Eine von Fans erstellte Star Trek-Karte, die Fraktionsgebiete und wichtige Systeme hervorhebt.

Galaktische Karten sind Erzählwerkzeuge. Sie visualisieren Fraktionsgrenzen, verfolgen Kriege, leiten Erkundungen und verstärken den Weltenbau.

In Star Trek veranschaulichen Karten umstrittene Zonen wie die Neutral Zone oder das Gamma-Quadrant. Der Dominion-Kriegsbogen in Deep Space Nine nutzte Karten, um Frontlinien zu verfolgen. In Star Wars erscheinen Karten zwar selten auf dem Bildschirm, das Konzept von Sektoren und Hyper-Routen ist jedoch in Dialogen und Überlieferungen verankert. Animierte Serien und Romane enthalten Karten, die die Gebiete der Republik und der Separatisten oder die Invasionspfade der Yuuzhan Vong zeigen.

Strategiespiele wie Stellaris verwenden dynamische Karten, um Echtzeitverschiebungen in Territorien und Einfluss zu reflektieren. Imperiums-Wachstum, Diplomatie und Konflikte werden direkt auf der Karte visualisiert, wodurch das Gameplay zu einer emergenten Geschichte wird.

In RPGs wie Mass Effect ist die Galaxiekarte eine Missionsschnittstelle. Der Fortschritt der Geschichte ist an das Freischalten neuer Regionen gebunden. Die Karte entwickelt sich: ME3 fügt von Reapern kontrollierte Zonen hinzu, die sicheres Reisen einschränken und den galaktischen Krieg betonen. Die Karte von No Man’s Sky spiegelt eine persönliche Reise wider – der Weg zum galaktischen Kern oder der Pfad des Atlas.

Karten vermitteln auch Maßstab und Einsätze. The Expanse verwendet die Karte des Sonnensystems, um jedes Ziel bedeutend zu machen. Wenn 1300 neue Welten eröffnet werden, betont das Fehlen spezifischer Karten die überwältigende Natur der Expansion. Star Wars und Halo verwenden Karten, um die Macht oder Verbreitung von Zivilisationen und Einrichtungen wie den Halo-Ringen hervorzuheben.

Sie werden auch als Übergänge verwendet: Briefings in Star Trek, Kriegsräume in The Clone Wars oder die Brücke der Normandy in Mass Effect. Diese Szenen machen die Karte zu einem narrativen Bezugspunkt, nicht nur zu einem Hilfsmittel.

Schließlich unterstützen gut gestaltete Karten Eintauchen und Überlieferung. The Star Wars Essential Atlas katalogisiert Tausende von Systemen und verstärkt die galaktische Geschichte. Stellaris generiert Namen und Ereignisse, die auf eine Hintergrundgeschichte hindeuten. Halos Karten von Forerunner-Strukturen verbinden transmediales Geschichtenerzählen.

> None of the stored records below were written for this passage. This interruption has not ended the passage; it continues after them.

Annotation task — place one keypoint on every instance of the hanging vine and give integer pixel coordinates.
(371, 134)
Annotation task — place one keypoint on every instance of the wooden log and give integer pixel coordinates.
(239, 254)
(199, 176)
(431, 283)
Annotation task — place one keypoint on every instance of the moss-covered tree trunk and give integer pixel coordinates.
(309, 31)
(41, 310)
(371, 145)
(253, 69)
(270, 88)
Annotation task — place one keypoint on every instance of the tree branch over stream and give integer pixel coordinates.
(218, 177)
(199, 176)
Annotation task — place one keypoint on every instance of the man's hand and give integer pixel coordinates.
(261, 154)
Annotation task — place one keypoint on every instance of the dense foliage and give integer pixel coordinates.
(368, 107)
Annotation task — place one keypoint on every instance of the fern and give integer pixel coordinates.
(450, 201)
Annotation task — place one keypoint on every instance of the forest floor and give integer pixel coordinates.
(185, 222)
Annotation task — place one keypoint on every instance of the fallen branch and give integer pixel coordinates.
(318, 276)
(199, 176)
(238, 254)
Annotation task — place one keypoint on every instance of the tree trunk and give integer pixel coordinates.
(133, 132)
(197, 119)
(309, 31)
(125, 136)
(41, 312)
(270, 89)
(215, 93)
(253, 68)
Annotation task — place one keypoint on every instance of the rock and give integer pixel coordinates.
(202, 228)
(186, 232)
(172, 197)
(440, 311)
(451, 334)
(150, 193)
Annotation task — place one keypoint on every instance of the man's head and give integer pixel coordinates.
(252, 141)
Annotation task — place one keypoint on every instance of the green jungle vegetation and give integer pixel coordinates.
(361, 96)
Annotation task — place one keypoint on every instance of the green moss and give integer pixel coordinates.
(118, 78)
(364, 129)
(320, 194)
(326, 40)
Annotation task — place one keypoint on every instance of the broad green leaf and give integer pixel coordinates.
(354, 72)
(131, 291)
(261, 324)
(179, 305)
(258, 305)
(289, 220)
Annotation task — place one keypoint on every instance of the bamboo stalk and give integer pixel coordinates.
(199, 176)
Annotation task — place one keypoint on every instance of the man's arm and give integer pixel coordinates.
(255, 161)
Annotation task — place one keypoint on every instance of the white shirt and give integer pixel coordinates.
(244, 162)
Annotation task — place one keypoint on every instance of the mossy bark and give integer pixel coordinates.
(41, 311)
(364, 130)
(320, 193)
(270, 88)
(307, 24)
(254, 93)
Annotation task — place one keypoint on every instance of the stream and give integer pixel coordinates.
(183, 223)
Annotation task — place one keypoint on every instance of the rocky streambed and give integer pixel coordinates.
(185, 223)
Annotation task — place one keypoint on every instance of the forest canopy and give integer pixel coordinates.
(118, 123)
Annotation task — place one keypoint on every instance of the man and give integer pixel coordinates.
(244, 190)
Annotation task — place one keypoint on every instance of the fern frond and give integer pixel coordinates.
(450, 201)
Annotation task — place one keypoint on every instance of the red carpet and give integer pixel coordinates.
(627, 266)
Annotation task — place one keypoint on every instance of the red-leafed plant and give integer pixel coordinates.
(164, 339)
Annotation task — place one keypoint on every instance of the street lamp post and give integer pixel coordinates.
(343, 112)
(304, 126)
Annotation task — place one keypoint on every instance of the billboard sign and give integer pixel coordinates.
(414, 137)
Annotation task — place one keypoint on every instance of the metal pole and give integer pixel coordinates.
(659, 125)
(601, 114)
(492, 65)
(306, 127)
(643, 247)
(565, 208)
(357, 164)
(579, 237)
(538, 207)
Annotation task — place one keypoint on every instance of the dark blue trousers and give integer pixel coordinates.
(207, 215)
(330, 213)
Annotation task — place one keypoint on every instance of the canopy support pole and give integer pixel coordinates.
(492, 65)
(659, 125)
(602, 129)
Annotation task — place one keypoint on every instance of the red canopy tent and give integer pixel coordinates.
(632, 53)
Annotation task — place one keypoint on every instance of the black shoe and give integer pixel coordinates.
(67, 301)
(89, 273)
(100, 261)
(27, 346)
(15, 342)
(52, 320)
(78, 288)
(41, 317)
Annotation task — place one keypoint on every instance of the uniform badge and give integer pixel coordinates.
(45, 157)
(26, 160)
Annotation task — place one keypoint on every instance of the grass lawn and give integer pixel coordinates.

Galaktische Karten sind mehr als nur UI-Elemente oder Hintergrundvisualisierungen. Sie sind zentral dafür, wie Science-Fiction Entfernung, Entdeckung, Gefahr und Design vermittelt. Für Entwickler von Sci-Fi-Spielen wie Wardrome bietet das Studium der visuellen Stile, des Realismus und der narrativen Funktionen dieser Karten ein Handbuch zum Erstellen immersiver Sternenkarten, die Erkundung und Geschichtenerzählen unterstützen.

Eine großartige galaktische Karte ist ein Navigationswerkzeug, ein Weltenbauartefakt und ein Erzählmotor – eine Leinwand für epische Geschichten unter den Sternen.


In Wardrome entwickle ich eine vollständig 3D-prozedurale Galaxiekarte, die darauf ausgelegt ist, die Spieler in ein lebendiges, dynamisches Universum einzutauchen. Im Gegensatz zu traditionellen flachen oder vordefinierten Layouts generiert unser System algorithmisch Sternensysteme, Sektoren und galaktische Strukturen, was organische Erkundung und strategische Tiefe ermöglicht. Die Spieler werden durch ein volumetrisches Sternenfeld navigieren und neue Regionen entdecken, die durch aufkommende politische, wirtschaftliche und militärische Entwicklungen geformt werden – was jede Spielrunde einzigartig und in einer konsistenten räumlichen Realität verankert macht.